关于PC的诊断和治疗,我们无法证实SARS-CoV-2大流行导致了任何延迟。
本研究的目的是证实严重急性呼吸综合征冠状病毒2(SARS-CoV-2)大流行是否导致前列腺癌(PC)的诊断和治疗延迟。
在一所大学癌症中心进行了一项单中心回顾性分析。纳入了2019年1月至2021年12月期间诊断为未经治疗的PC的所有患者。观察涵盖了SARS-CoV-2大流行的22个月及其之前的14个月。

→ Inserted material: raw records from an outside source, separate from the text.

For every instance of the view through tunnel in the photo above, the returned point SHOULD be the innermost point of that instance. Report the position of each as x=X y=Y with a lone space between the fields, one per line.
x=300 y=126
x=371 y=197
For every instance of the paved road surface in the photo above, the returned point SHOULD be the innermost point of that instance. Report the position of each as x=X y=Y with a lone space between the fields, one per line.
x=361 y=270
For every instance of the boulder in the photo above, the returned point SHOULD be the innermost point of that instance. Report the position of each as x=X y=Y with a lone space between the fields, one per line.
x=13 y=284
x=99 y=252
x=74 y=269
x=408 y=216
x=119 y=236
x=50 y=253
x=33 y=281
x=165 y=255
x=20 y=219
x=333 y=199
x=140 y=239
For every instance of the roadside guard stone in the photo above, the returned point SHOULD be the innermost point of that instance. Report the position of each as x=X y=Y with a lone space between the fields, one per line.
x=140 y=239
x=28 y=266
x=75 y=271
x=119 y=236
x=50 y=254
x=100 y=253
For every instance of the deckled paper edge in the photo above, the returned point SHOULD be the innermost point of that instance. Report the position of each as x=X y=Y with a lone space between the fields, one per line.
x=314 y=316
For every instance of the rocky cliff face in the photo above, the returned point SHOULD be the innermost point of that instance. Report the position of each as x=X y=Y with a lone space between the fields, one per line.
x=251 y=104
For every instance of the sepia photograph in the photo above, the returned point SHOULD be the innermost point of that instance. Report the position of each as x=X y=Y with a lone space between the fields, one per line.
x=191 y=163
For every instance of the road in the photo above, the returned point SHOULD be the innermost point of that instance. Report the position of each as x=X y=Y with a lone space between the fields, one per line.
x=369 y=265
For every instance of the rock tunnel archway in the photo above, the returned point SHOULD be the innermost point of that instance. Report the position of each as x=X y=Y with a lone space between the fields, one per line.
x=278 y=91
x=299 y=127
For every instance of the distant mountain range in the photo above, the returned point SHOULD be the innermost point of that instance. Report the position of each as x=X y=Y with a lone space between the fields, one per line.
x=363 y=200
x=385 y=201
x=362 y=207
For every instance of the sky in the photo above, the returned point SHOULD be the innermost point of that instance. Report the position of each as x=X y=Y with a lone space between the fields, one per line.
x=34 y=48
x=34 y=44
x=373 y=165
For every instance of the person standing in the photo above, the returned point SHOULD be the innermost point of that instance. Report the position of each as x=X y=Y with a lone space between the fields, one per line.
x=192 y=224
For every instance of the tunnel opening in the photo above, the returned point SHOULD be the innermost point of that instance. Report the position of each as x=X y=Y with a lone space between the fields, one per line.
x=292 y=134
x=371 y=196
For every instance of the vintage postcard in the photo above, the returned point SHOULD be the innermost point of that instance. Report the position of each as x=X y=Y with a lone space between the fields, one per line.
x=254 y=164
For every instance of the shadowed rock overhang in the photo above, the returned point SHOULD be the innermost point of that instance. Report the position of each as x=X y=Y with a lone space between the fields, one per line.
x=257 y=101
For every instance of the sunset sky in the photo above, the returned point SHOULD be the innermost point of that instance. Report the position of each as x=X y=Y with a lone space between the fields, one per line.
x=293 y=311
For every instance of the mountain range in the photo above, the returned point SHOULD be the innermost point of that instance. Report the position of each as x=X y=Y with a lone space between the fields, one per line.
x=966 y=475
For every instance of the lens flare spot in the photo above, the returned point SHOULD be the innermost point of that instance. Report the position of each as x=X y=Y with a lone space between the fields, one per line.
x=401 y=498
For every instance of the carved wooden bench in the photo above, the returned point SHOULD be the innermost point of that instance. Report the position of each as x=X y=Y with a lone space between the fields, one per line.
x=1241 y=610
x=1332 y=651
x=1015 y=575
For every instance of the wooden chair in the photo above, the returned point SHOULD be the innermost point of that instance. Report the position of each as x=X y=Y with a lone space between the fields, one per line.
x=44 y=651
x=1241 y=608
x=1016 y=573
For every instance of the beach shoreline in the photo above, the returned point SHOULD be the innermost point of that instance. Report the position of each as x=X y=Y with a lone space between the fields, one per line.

纳入了大流行前(T0)的969名男性和大流行期间(T1)的1343名男性。平均年龄为68.0(标准差8.2)。初始前列腺特异性抗原的中位数在T0时为8.1 ng/mL,在T1时为7.9 ng/mL(p = 0.288)。在大流行期间,从活检到肿瘤委员会(T0:1.3个月对T1:0.9个月,p = 0.001)、到分期(T0:1.1个月对T1:0.75个月,p = 0.707)以及到治疗(T0:3.0个月对T1:2.0个月,p < 0.001)的时间缩短了。根据达米科分类,观察到向更高风险组有显著转变(p = 0.024)。局部分期显示局部晚期PC略有增加。转移性疾病从10.3%降至8.9%(p = 0.433)。病理分期显示pT3 + 分别为44.4%对44.7%(p = 0.565),pN + 分别为9.9%对9. 6%(p = 0.899)。
关于PC的诊断和治疗,我们无法证实SARS-CoV-2大流行导致了任何延迟。